Architecture is arguably the most challenging of the arts. Designing the spaces in which we work, play and relax in a way that appreciates the unique needs of the individual brief and the holistic needs of our ever-developing world. Although architects through the centuries have worked within this challenge, architecture has come a long way since the times of Vitruvius and even the pioneering green designs of 1920s architect Rudolph Schindler. Most specifically in the legislation of the practice; the most recent in South Africa being the amendment to SANS 10400 XA; our National Building Regulation was updated in late 2011 to stipulate the energy-efficient standards of all new buildings and additions and alterations to existing buildings.

This regulation impacts the design and specifications of many elements of a building, from floor to roof, including windows and doors. Well- designed and finished windows and doors can improve the energy-efficiency of a building by maximising the heating and cooling of natural elements such as daylight and natural ventilation.

In keeping with Louis Sullivan’s 19th century precept to architectural design, the form of shutters certainly follows function and they are therefore the perfect answer to the architectural call for sustainability.

Shutters are ideal window and door finishes to optimise an architectural cross-ventilation cooling strategy in which the size and position of windows and doors are designed to ensure that the predominant breeze passes through the building. The louvres help direct this natural ventilation and allow the entire opening space to be utilised while controlling the sun’s light and heat.

With a slide, swing or fold, shutters can be fully retracted from the window or door opening without impeding this natural airflow.

Windows and doors are responsible for the majority of a building’s heat loss so there is specific attention focused on the material used, the size, the position and the finishing of windows and doors in the updated SANS 10400 XA. “Wooden shutters have natural insulation properties providing an effective barrier preventing heat passing through the glazing of a window or glass door,” says Stephen Palmer, managing director of American shutters. “Exterior shutters effectively insulate a home by preventing the outdoor heat from passing through the glazing in hot summer temperatures. Interior shutters are equally effective in preventing the indoor warmth of a home from being lost through glazing in colder temperatures.”
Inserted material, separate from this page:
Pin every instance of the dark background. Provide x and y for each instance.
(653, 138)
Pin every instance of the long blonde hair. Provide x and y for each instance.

As the pioneering manufacturer of shutters in South Africa, American shutters sources the best raw material, adopts the best international manufacturing and installation processes, implements the most stringent quality standards and boasts the largest range of customised shutters and blind products. “In the almost 30 years in the industry we have been working with South African architects we have seen the shift in specifying criteria for window and door finishes. Through our ongoing international research we identified the need for energy-efficient green building solutions within our industry and understood that this trend was soon to hit South Africa. We therefore proactively ensured that our products met all the requirements of energy-efficiency, environmental-friendliness and sustainability and were thus the ready and perfect solutions to these specifying criteria,” says Stephen Palmer.

American shutters’ range of products satisfies Vitruvius’ architectural need for durability, function and beauty and the virtue of today’s need for sustainability.